VMware vCloud Availability for Cloud-to-Cloud DR – Installation and Setup

As discussed in my introduction post about vCloud Availability for Cloud-to-Cloud DR (vCAv-C2C), I am going to do a high-level write-up of my installation/deployment process for this new vCD site-to-site replication and migration solution.

While this write-up does cover the deployment methodology, a production state will need to be rationalized inclusive of certificates, ports, and firewall rules that will be required.

Below are the high-level steps I took for deployment. VMware’s documentation does go in a different order, but this is the way I rationalized it along with a combined role (all-in-one appliance).

High-Level Steps for Installation and Setup:

  1. Download OVF and deploy at each respective site
  2. Configure vCAv-C2C Replication Manager
  3. Configure vCAv-C2C Replicator
  4. Pair Replication Manager with Replicator
  5. Configure vCAv-C2C Replication Service/Manager
  6. Configure vCAv-C2C Availability Portal

Again, my high-level architecture –

vCenter Deployment

  1. Let’s grab the OVF (remember, we only need one for vCAv-C2C), and deploy it to my management cluster – 
  2.  We can see it’s the new Cloud to Cloud appliance – 
  3. As we discussed before, the team has done a great job of simplifying the deployment of vCAv-C2C to a simple and single OVF for all of the roles required for Cloud to Cloud.

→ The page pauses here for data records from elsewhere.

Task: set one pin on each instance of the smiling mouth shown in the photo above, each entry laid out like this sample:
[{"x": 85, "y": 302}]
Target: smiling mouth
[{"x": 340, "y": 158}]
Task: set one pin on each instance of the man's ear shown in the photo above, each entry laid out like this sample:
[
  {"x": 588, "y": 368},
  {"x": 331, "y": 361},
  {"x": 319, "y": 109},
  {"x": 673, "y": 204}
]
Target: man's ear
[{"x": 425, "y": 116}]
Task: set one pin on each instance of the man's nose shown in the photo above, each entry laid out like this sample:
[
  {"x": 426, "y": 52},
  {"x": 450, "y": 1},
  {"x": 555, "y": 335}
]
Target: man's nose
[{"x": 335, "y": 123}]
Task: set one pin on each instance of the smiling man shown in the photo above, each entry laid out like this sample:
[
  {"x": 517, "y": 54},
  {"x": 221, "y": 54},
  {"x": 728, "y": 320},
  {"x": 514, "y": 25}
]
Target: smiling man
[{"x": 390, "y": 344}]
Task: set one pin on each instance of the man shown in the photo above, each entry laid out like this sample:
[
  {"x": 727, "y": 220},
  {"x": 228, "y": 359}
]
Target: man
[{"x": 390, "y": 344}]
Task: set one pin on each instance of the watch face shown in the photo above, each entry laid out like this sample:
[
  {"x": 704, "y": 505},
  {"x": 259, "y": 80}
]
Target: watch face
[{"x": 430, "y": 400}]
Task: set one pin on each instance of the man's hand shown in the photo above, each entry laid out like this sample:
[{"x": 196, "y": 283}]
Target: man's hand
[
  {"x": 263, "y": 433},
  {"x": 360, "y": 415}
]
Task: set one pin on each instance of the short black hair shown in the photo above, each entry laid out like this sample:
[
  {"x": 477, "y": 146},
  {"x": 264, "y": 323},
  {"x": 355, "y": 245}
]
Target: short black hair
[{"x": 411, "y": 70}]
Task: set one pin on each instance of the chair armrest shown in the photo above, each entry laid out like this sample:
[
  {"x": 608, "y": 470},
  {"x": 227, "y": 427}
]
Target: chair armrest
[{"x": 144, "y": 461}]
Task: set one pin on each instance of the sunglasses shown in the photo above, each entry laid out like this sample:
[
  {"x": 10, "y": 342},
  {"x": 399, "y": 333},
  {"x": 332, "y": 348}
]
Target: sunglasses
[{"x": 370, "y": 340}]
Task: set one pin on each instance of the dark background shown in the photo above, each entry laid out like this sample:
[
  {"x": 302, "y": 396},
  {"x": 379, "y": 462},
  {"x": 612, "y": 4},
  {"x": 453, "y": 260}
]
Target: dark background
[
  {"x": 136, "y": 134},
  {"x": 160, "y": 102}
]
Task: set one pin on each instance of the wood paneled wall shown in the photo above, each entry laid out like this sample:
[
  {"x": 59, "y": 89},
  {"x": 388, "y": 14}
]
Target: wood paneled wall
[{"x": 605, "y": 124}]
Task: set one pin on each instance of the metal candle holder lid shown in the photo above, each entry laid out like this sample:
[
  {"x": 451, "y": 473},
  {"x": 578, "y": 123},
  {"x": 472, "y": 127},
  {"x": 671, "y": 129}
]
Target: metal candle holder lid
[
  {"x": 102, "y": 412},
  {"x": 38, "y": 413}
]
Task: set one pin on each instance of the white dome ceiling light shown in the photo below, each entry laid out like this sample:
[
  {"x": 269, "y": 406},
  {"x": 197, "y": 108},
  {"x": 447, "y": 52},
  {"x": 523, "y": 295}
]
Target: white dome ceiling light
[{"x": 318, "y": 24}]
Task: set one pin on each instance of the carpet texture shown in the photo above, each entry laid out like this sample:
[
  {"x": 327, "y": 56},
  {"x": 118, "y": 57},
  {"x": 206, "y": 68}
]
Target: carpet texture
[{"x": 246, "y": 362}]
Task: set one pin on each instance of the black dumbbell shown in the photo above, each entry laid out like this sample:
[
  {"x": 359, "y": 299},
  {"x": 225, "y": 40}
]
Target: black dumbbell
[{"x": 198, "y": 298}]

We can see the drop-down for each respective role. For my deployment, we will be selecting a combined since this is a lab environment. 
  4. We now have to put in the required network configuration while enabling SSH (this is not a mandated requirement, but nice to have in my lab environment). One thing to note – the root password is temporary. When we get into the initial portal configuration, it will prompt us to change it to a new password from a security perspective. 
  5. Final screen to complete the deployment – 
  6. Alright, initial appliance deployment is done! Now off to the configuration.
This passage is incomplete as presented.